Having the computer read to me also alerts me to clunky dialogue. When I write, I hear the characters’ voices in my head; I hear their tone and the inflection of each word. So a poor line of dialogue might sound great to me when I first write it down. Dialogue means that someone is speaking—sounds like a great time to get the ear involved. Sure enough, there are usually a few lines of dialogue that make me cringe when I hear them. They sound unnatural or just plain stupid. On the other hand, if I chuckle at or feel moved by a line of dialogue when I hear it with no inflection and tone, I know it’s good.
The same goes for prose. Sometimes I only notice that a paragraph could use more work when it’s read back to me. If, when I’m listening to a passage, I think “Huh?” and have to replay it (or worse, read it) to understand it, it’s back to the drawing board.

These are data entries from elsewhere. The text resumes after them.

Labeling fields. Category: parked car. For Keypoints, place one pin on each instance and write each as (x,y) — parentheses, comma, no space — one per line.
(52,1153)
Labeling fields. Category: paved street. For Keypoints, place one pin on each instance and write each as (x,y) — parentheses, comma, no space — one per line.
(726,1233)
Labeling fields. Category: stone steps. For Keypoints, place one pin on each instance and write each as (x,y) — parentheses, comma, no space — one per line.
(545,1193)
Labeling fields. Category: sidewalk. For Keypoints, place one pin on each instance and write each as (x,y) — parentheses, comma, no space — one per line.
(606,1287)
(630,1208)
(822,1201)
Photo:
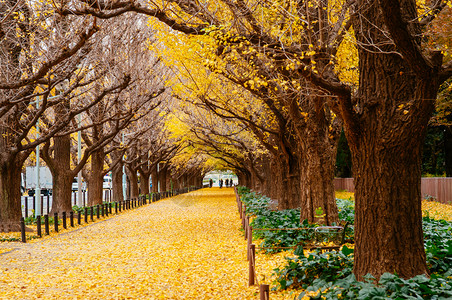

For these reasons, having the computer read my work to me has proven valuable. I never skip this step when editing a story. In fact, I do it twice, since I do it again after I’ve revised the story based on my editor’s feedback.
There are a variety of text-to-speech applications out there. I use ReadPlease (which is no longer available). I like it because I can alter how the program pronounces specific words. One of my characters is named Mo. Most text-to-speech software will read that back as “Missouri.” Fortunately I can tell ReadPlease how I want it pronounced. If you google for similar applications, you might find another product that better suits your needs, so look around.
I’ll leave it at that. My computer is waiting to read to me, so I have some cringing to do.